Allerletzer Blick ins Internet: Gibt das Auswärtige Amt in seinen Reise- und Sicherheitshinweisen neue Informationen? Was hat die Deutsche Botschaft in Islamabad auf unsere Anfrage hin rückgemeldet?
Nichts Neues! Das längst Bekannte noch einmal bestätigt!
Wir sind gestern in Tashkent, Usbekistans Hauptstadt, angekommen.
Die Stadt bietet sich an für die Organisation der Weiterreise. Die fraglichen Konsulate zur Einholung aller möglichen Visa sind hier.
Wir könnten versuchen, in einem weiten Bogen nördlich um das Kaspische Meer herum durch Kasachstan nach Russland zu kommen. Oder durch Kasachstan und Turkmenistan in den Iran zurück. Oder von Turkmenistan mit der Fähre über das Kaspische Meer ins aserbaidschanische Baku.
Viele Wege sind denkbar. Erstaunlich ist, dass vier gemeinsam Reisende mehr als vier verschiedene Vorstellungen vom weiteren Routenverlauf haben können.
Der „Green Garden“, die KAFE-BAR, die Grüntee und deutsches Bier in betont grünem Ambiente serviert, erscheint uns geeignet, wichtige Entschlüsse zu fassen. Die Chefin, extrovertiert aus der Tiefe ihres Wesens, erkennt in uns sofort Menschen, die man passend mit „Ich liebe dich“ begrüsst. Sie lässt uns gleich wissen, sie heisse Violet und ihr Dasein erhalte Sinn, wenn es ihr gelänge, uns jeglichen Wunsch zu erfüllen. Das hat sie wirklich gesagt.

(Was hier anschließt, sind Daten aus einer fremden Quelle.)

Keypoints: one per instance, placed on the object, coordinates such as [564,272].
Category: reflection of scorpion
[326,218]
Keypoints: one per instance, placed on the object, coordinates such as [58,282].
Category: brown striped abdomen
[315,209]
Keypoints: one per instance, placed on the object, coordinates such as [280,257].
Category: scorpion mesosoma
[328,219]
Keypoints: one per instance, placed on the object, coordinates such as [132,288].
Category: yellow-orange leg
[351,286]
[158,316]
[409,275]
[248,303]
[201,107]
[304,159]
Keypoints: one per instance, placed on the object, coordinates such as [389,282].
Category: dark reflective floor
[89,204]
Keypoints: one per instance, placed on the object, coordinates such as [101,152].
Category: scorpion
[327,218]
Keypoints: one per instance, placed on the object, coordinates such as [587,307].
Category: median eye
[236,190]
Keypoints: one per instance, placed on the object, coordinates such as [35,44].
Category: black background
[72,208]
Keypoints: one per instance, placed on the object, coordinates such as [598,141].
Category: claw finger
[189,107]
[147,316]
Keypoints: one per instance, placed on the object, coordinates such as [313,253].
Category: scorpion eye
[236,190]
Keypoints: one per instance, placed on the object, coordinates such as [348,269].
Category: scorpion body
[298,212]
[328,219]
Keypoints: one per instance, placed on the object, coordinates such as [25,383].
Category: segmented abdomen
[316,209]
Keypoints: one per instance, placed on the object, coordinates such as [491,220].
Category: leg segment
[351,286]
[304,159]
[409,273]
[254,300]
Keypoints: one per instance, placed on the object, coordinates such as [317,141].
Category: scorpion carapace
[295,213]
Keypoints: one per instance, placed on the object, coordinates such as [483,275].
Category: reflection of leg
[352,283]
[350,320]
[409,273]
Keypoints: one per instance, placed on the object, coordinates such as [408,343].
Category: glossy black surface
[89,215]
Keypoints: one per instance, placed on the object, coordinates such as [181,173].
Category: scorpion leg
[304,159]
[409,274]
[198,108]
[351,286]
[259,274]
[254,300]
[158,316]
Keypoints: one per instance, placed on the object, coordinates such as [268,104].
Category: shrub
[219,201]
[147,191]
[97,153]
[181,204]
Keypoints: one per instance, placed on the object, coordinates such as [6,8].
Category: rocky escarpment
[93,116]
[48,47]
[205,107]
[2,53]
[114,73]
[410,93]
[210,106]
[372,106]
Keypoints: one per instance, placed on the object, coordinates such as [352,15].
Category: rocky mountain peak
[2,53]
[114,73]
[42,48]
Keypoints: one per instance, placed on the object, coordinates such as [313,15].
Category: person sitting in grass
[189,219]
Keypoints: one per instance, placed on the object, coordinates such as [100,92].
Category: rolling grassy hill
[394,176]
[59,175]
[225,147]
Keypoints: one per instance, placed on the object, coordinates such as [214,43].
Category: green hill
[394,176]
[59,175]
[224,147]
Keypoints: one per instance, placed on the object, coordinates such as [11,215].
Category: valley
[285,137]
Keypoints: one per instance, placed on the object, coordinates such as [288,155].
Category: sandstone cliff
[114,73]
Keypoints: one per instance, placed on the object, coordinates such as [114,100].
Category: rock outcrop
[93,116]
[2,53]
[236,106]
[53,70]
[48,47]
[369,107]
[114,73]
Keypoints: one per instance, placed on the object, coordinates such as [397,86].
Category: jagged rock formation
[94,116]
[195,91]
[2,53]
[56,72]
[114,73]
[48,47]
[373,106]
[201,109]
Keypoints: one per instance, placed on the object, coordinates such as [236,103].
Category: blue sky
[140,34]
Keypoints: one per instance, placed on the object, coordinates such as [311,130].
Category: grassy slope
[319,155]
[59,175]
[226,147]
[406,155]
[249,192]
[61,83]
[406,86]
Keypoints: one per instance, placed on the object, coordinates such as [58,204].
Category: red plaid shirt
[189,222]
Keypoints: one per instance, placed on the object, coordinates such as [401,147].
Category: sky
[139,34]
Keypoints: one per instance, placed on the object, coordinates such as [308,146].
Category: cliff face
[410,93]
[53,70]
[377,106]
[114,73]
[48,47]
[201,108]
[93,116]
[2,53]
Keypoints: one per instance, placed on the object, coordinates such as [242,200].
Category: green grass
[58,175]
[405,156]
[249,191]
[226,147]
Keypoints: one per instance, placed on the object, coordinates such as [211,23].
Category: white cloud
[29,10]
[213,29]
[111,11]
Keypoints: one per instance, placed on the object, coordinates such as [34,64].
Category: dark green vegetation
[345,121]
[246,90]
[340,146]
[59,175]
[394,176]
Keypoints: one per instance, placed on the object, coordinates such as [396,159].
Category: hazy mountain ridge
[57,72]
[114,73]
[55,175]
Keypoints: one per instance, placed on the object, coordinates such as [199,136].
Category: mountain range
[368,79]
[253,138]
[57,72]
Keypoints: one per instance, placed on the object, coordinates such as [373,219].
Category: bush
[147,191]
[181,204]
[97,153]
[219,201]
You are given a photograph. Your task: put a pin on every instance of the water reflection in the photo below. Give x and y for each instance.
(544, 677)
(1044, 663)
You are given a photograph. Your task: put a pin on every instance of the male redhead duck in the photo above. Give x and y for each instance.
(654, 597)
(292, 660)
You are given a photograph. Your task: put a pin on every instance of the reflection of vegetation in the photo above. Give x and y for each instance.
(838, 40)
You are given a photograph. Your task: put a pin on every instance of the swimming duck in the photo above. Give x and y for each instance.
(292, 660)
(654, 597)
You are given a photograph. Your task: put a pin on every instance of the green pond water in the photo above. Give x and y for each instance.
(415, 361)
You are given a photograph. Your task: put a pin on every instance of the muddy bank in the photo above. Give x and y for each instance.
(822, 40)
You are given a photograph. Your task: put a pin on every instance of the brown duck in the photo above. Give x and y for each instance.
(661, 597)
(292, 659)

Sie empfiehlt sehr das Bier. Wegen der anarchischen Herrschaft gewisser Bakterien in unseren Magen- und Darmbereichen fühlen wir uns mit Grüntee heute aber besser bedient. Violet versteht das.
Ihre Erscheinung lässt in der Phantasie eine wilde Vergangenheit aufleben. Mit der eng anliegenden, goldverzierten Leggins beweist sie die wunderbare Dehnbarkeit von Kunstfasern auch im Extrembereich. Auf unsere Vermutung, sie könnte zu Zeiten, als die Sowjetunion hier noch von Bedeutung war, eine stadtbekannte Tänzerin gewesen sein, sprechen wir sie lieber nicht an.
In resoluter Zuneigung formen ihre rot beschichteten Lippen „Du hast so schöne Augen“ und sie tänzelt beschwingt davon.
Ganz herzlich, wirklich bezaubernd, diese graziöse Usbeken-Fee.
Unsere Augen finden jetzt Gelegenheit über die verwinkelte Gartenterasse der KAFE-BAR zu wandern. In den kargen, trockenen Regionen des Orients waren Gärten seit jeher Orte der Spiritualität, die den Menschen in Einklang mit der Natur und ihren Schöpfer stellen.
Der Name „Green Garden“ bringt das ebenso einfache wie wirkungsvolle Gestaltungskonzept auf den Punkt. Die bevorzugte Farbe ist in der Tat hauptsächlich grün. Über die grün gepinselten Backsteinmauern ranken sich überall grüne Weinblätter an grünen Stängeln. Üppig grüne Vegetation, wie in einem tropischen Garten, wo immer sich Platz zur Ausbreitung findet. Im Hintergrund plätschert leise ein Brunnen. Nur die Flammen in der flachen Schale daneben, die werden durch ein paar bunte, im Luftstrom züngelnde Stoff-Fetzen vorgegaukelt.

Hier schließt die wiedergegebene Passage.